Oosthoek Encyclopedie

Oosthoek's Uitgevers Mij. N.V (1916-1925)

Gepubliceerd op 06-06-2019

Bronst

betekenis & definitie

v./m., (ook: oestrus), paardrift.

Bronst is een bijzondere conditie die op bepaalde tijden bij vrouwelijke dieren optreedt en gekenmerkt wordt door een neiging tot de paring. Buiten deze bronsttijd willen de vrouwelijke dieren de paring niet toelaten. De bronst wordt veroorzaakt door vrouwelijke geslachtshormonen (zie oestrogeen), die gevormd worden in zich ontwikkelende en rijpe follikels (zie Graafse follikel) in het ovarium. Tijdens de bronsttijd vindt de ovulatie (eisprong) plaats en wordt de eicel bij de zoogdieren via de eileider naar de baarmoeder getransporteerd. Met dit vrijkomen gaan veranderingen in de geslachtsorganen gepaard en tevens verschillende uitwendig waarneembare verschijnselen, die men samenvat onder de naam bronst. Bij in het wild levende dieren treedt de bronst in de regel maar eenmaal per jaar op.

Er treedt dan ook afscheiding in de vagina op, alsmede een eigenaardige huidgeur (bronstgeur), die het mannetje prikkelt. Bij vogels en vissen ziet men ook vaak kleurveranderingen (bruiloftskleed), terwijl het gedrag karakteristieke kenmerken vertoont (zie balts), het zgn. bronstgedrag.

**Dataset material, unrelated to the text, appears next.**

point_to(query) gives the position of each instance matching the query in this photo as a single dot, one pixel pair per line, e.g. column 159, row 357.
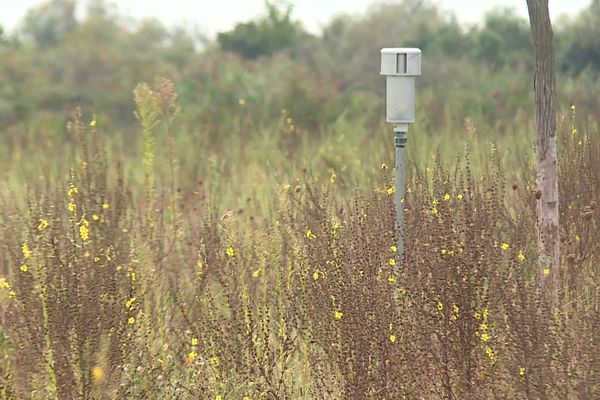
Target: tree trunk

Bij vele huisdieren treedt de bronst het gehele jaar door op geregelde tijden op, maar bij sommige, zoals geiten en schapen, vooral in voor- en najaar. Uitwendig merkt men de aanwezigheid van de bronstperiode aan de zwelling en roodheid van de schaamlippen, meer of minder sterke uitvloeiing van slijm, dikwijls urineren, geringe zwelling van de uier, met bij melkgevende dieren dikwijls veranderde samenstelling van de melk, onrust en prikkelbaarheid, soms ook sufheid en lusteloosheid, dringen naar mannelijke dieren, neiging tot paring, tijdelijk weigeren van voedsel, uitstoten van typische geluiden. De koe loeit veel, bespringt andere koeien. De teef vertoont sterke bloedvulling van de uitwendige geslachtsdelen, soms bloedige uitvloeiing, en rijdt met het achterstel over de grond. Als na paring bevruchting volgt, treedt gedurende de drachtigheidsperiode normaliter geen bronst meer op; het uitblijven van de bronst kan dus een aanwijzing zijn dat het dier drachtig is geworden. Het is nodig dat de verzorger de verschijnselen van de bronst goed kent en geregeld waarneemt, omdat hij tijdens deze periode het vrouwelijke dier moet laten bevruchten: buiten de bronstperiode is geen bevruchting mogelijk.

Bij alle huisdieren heeft de bronstperiode een bepaalde duur: bij de merrie 7-9 dagen, bij de koe 20-36 uren, bij schaap, geit en varken 1-2 dagen, bij de hond 9—10 dagen. Bij paarden spreekt men van hengstigheid, bij koeien van tochtigheid, bij geiten en schapen van boksheid, bij varkens van roezigheid, bij honden van loopsheid, bij katten van krolsheid, bij konijnen van hitsigheid.